Revisiting Retentive Networks for Fast Range-View 3D LiDAR Semantic Segmentation
Abstract
LiDAR semantic segmentation is a crucial task in autonomous driving and robotics, where real-time performance is essential for online decision-making. Recent trends exploit range images and Vision Transformers, using the self-attention mechanism. However, these approaches often lack explicit spatial priors and involve a large number of parameters. To tackle these limitations, we propose a novel method, adapting the Retentive Network architecture from the Natural Language Processing (NLP) field, for its efficient sequence modeling capabilities, directly operating on the range-view representation. Our approach incorporates a circular retention (CiR) mechanism that explicitly captures spatial relationships and continual circular property of the range image while modeling long-range dependencies and preserving the receptive field.
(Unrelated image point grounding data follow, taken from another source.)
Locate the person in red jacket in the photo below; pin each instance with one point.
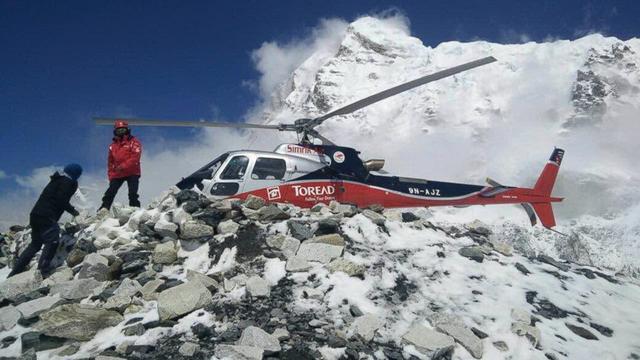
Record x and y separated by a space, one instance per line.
123 165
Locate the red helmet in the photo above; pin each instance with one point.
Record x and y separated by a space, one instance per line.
120 124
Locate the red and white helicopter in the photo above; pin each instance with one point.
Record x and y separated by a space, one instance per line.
305 174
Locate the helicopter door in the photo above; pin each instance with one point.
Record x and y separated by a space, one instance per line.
266 172
231 179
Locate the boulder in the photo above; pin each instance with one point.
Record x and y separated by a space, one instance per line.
429 342
365 326
331 239
299 230
238 352
320 252
9 317
128 287
165 228
195 230
254 202
258 287
375 217
75 289
228 227
297 264
348 267
256 337
455 327
188 349
20 283
205 280
33 308
183 299
149 289
76 321
165 253
474 253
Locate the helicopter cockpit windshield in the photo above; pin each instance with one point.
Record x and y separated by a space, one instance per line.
205 173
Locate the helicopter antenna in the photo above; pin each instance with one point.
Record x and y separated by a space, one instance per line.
305 127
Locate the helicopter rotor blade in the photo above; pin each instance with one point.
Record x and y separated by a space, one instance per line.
188 123
401 88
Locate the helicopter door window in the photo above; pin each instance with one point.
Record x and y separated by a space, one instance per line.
269 169
235 169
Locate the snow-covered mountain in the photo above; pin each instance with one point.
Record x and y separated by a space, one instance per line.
501 120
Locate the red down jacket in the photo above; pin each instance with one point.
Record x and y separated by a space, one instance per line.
124 157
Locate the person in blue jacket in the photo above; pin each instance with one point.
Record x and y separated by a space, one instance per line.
52 203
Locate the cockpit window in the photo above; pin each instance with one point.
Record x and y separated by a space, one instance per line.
269 169
236 168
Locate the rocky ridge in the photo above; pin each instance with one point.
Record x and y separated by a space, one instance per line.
192 278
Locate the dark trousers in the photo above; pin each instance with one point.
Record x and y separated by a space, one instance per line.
43 232
114 186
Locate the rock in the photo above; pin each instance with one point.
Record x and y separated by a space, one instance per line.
165 228
551 261
149 289
319 252
522 329
228 227
128 287
327 226
271 213
35 307
365 326
99 272
188 349
75 289
258 287
281 334
117 303
409 217
183 299
75 257
205 280
256 337
299 230
348 267
375 217
135 330
234 352
503 248
288 246
431 343
501 345
20 283
582 332
455 327
195 230
474 253
40 342
297 264
75 321
330 239
522 269
61 275
254 202
9 317
165 253
355 311
186 195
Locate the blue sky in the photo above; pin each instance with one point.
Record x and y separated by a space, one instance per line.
63 62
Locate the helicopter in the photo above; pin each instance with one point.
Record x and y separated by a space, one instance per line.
305 173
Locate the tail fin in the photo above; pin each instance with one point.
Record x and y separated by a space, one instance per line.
544 186
547 178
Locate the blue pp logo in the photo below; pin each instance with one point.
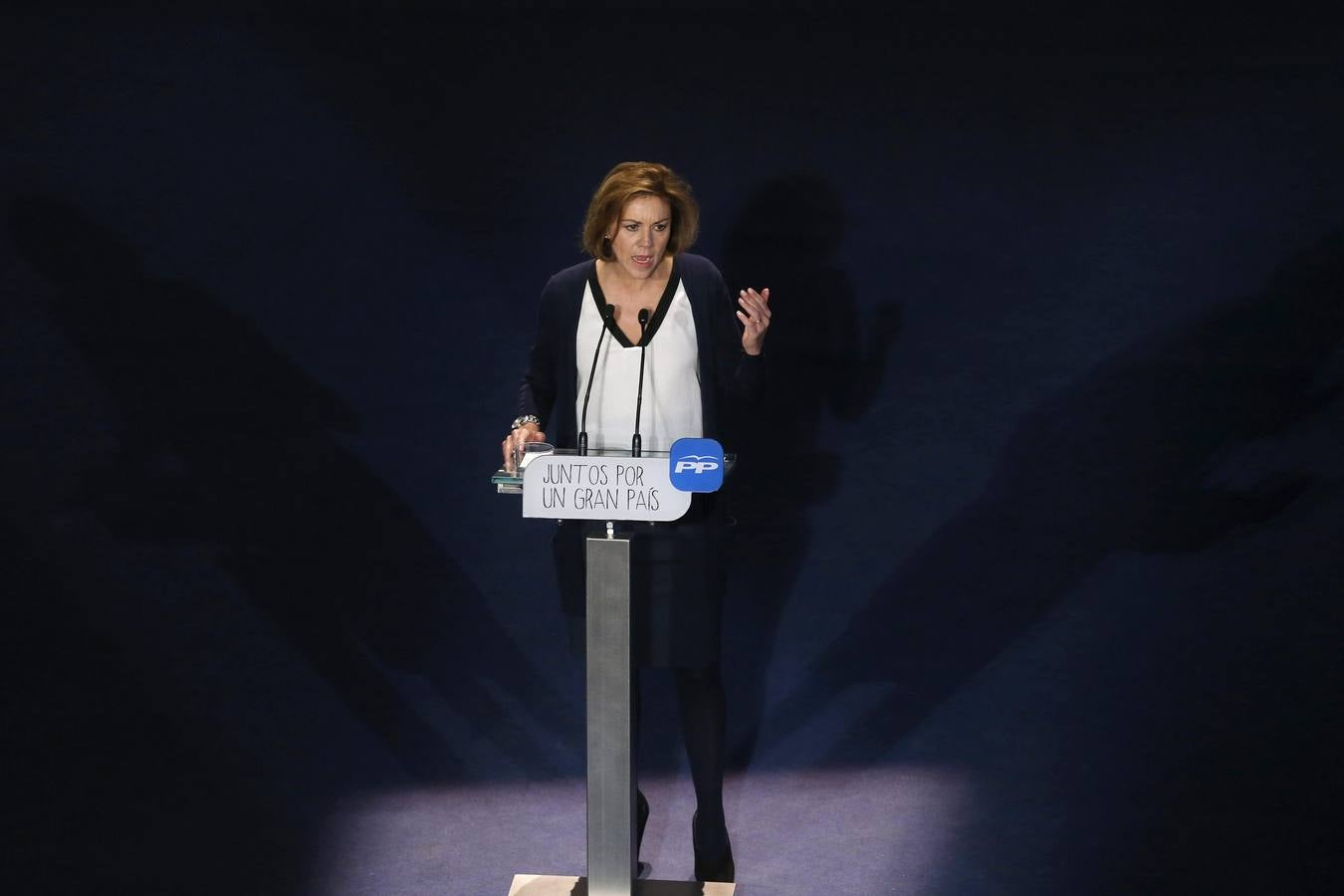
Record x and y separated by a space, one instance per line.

In addition, we introduce a new set of range-view augmentations, adapted from 3D techniques, to improve generalization and mitigate class imbalance. Extensive experiments on three large-scale datasets, as SemanticKITTI, PandaSet and SemanticPOSS demonstrate that our method achieve state-of-the-art performance among range-view approaches on two out of three datasets, while satisfying real-time constraints. The code of our method is available at [REMOVED DUE TO ANONYMOUS SUBMISSION].